“Please love and care for this orphan child.”
A tramp (Charlie Chaplin) adopts an infant left in a car by an unwed mother (Edna Purviance), and soon grows to love him like a son. When the child (Jackie Coogan) is eventually taken away by social workers, Chaplin does everything possible to get him back.
Genres, Themes, Actors, and Directors:
- Charlie Chaplin Films
- Father and Child
- Raising Kids
- Silent Films
Response to Peary’s Review:
Peary notes that Charlie Chaplin’s “first feature film” was also “his most autobiographical work, one in which he dared relive, through five-year-old Jackie Coogan, memories of a destitute childhood, his need for a mother, and the fear of being sent to an orphanage”. For the first time, Chaplin was able to craft “characters from [whom] humor develops naturally rather than do[ing] some quick slapstick immediately to hook an audience; show that he was an actor who could do comedy and not just a clown; and establish a story (part drama, part comedy) that he… needn’t dominate”. Peary further points out that this “moving film has remarkable interplay between Chaplin and Coogan, who loved each other off screen as well”, and notes that it has not only “tear-jerking scenes” but “great comic moments” as well — though he argues that the “interestingly filmed dream sequence” would “work better if it came earlier, so as not to break momentum”.
Peary’s review just about sums up the essence of this historically pivotal film, which paved the way for Chaplin’s future successes, and left us with some truly indelible images — most notably that of Coogan (a marvelous child actor) sobbing for his “father” while being taken away by supposedly well-meaning authority figures. To that end, the storyline is undeniably melodramatic — starting with an unwed mother who must give up her child, and ending with an unrealistically coincidental denouement. But Chaplin handles the material so well — carefully weaving moments of genuine humor into a situation rife with heartache — that we’re willing to forgive the film’s more manipulative elements. My favorite moments: Chaplin rigging an ad hoc milk bottle for the squalling infant (I can only imagine how many hours of footage perfectionist Chaplin must have shot to get the resulting sequence!); Chaplin sneaking Coogan into his bed at a shelter; Chaplin’s pockets being picked by a sleeping neighbor.
Redeeming Qualities and Moments:
- Jackie Coogan as the Kid
- Many memorable moments
Yes, both for its historical value and as an effectively heartwarming tale.
- Genuine Classic
- Historically Relevant
One thought on “Kid, The (1921)”
A once-must (with reservations), for its place in cinema history.

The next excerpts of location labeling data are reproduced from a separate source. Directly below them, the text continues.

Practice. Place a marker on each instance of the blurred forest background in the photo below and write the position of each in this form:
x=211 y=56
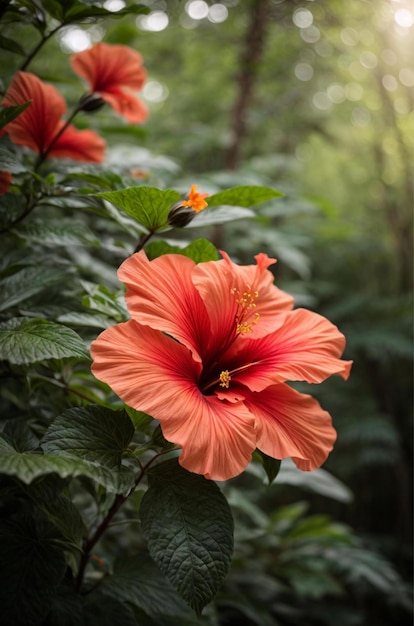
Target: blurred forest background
x=313 y=98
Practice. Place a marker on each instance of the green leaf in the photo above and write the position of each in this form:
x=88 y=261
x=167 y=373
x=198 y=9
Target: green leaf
x=27 y=466
x=12 y=46
x=59 y=510
x=92 y=433
x=8 y=114
x=199 y=250
x=31 y=568
x=243 y=196
x=26 y=283
x=319 y=481
x=139 y=419
x=55 y=8
x=220 y=215
x=188 y=526
x=271 y=466
x=101 y=299
x=67 y=608
x=149 y=206
x=9 y=162
x=80 y=12
x=26 y=340
x=138 y=581
x=62 y=233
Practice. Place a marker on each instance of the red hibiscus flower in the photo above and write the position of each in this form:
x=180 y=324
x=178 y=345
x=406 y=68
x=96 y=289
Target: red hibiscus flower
x=5 y=181
x=113 y=72
x=38 y=126
x=208 y=352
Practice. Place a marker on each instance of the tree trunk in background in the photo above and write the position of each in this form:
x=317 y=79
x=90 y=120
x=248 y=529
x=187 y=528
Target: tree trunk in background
x=249 y=63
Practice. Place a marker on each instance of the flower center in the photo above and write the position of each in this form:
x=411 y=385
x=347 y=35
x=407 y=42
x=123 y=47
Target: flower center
x=245 y=317
x=225 y=379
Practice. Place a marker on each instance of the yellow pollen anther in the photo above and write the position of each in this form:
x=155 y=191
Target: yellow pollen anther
x=247 y=327
x=225 y=379
x=246 y=301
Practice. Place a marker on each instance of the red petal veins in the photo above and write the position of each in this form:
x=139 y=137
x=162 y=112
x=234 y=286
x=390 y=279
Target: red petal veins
x=112 y=71
x=153 y=373
x=291 y=425
x=160 y=294
x=306 y=347
x=38 y=124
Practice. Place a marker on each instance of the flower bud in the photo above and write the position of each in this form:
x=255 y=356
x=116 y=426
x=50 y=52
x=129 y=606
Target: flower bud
x=90 y=102
x=179 y=215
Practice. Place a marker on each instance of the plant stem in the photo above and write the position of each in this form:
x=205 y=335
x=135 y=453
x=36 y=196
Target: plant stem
x=42 y=157
x=143 y=240
x=38 y=47
x=118 y=502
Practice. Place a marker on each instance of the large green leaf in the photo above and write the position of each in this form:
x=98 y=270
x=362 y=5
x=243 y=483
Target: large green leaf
x=319 y=481
x=243 y=196
x=138 y=581
x=92 y=433
x=199 y=250
x=27 y=466
x=26 y=340
x=31 y=568
x=220 y=215
x=26 y=283
x=188 y=526
x=148 y=206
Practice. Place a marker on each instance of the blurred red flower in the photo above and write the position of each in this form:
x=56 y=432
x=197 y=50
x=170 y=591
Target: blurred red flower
x=41 y=122
x=208 y=352
x=114 y=72
x=5 y=181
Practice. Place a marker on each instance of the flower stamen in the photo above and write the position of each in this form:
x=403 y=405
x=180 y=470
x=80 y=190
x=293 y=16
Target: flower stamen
x=246 y=304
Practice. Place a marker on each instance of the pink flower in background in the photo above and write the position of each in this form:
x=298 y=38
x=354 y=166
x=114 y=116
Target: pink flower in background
x=39 y=124
x=114 y=72
x=208 y=352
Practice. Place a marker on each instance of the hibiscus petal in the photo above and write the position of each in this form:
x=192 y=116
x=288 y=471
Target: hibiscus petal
x=223 y=285
x=127 y=105
x=307 y=347
x=111 y=70
x=79 y=145
x=105 y=66
x=291 y=424
x=38 y=124
x=160 y=294
x=5 y=181
x=153 y=373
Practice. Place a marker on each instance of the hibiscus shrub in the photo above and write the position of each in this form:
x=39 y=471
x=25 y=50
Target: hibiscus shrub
x=186 y=379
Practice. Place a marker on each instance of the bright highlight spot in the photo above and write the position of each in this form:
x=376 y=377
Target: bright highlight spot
x=217 y=13
x=302 y=18
x=406 y=77
x=303 y=71
x=404 y=18
x=74 y=39
x=390 y=82
x=198 y=9
x=154 y=91
x=155 y=21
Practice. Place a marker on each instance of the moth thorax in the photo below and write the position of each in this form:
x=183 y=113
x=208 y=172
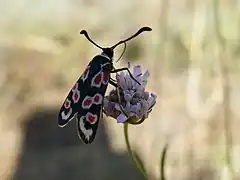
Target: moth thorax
x=106 y=55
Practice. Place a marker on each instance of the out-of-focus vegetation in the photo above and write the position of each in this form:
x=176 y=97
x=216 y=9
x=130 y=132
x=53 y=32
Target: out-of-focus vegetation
x=192 y=54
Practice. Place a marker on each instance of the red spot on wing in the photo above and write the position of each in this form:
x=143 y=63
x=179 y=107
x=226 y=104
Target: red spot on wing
x=105 y=77
x=76 y=96
x=86 y=72
x=96 y=98
x=98 y=79
x=67 y=104
x=92 y=118
x=75 y=86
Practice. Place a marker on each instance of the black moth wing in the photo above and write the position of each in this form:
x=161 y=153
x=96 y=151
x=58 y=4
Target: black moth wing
x=91 y=88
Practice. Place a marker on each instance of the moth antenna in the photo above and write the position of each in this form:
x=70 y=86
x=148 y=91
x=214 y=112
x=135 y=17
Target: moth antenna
x=84 y=32
x=133 y=36
x=125 y=45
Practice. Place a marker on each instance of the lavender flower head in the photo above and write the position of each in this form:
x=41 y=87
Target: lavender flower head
x=129 y=102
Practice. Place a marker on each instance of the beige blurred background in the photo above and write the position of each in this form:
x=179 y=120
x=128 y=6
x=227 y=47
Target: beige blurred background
x=192 y=54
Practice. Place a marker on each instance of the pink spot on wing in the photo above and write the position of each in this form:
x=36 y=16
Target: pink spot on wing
x=105 y=77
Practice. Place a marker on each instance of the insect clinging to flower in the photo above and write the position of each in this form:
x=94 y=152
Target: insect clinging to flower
x=85 y=100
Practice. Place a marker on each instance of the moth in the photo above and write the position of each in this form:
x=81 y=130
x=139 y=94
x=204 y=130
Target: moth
x=84 y=102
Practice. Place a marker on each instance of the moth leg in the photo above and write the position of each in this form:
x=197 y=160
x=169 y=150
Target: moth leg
x=125 y=69
x=113 y=83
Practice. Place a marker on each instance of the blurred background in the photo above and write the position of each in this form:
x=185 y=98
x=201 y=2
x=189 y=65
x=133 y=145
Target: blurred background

Seeing this again, I find it’s not, for me, a favorite Chaplin film. However…I can’t argue with the fact that it has an undeniable sharpness and vitality (compared with a number of other films of its day) and is more than adequately inventive. And – if I can continue attempting to be objective – I think time has been kind to the film.
It will appeal to others for its depiction of a love that grows between two outcasts of society – and I can appreciate that.
It also makes a wise move in keeping captions to a minimum – and finds every opportunity to let the visual rule the day.
My main issue comes with the latter part of the film, esp. the extended dream sequence. It’s a larger chunk of such a short film and it feels out-of-place – and not all that effective. Although I can see where it is helpful in off-setting the bleak (if still comic) tone in everything that comes before it. I just find it a little desperate when it serves so little purpose…except to make the film longer and compensate for the overall thinness of the plot.
On top of that, once that sequence is over, there’s very little film left to tie things up with. The resolution is rushed and, for me, it’s not all that satisfactory…when it easily could have been.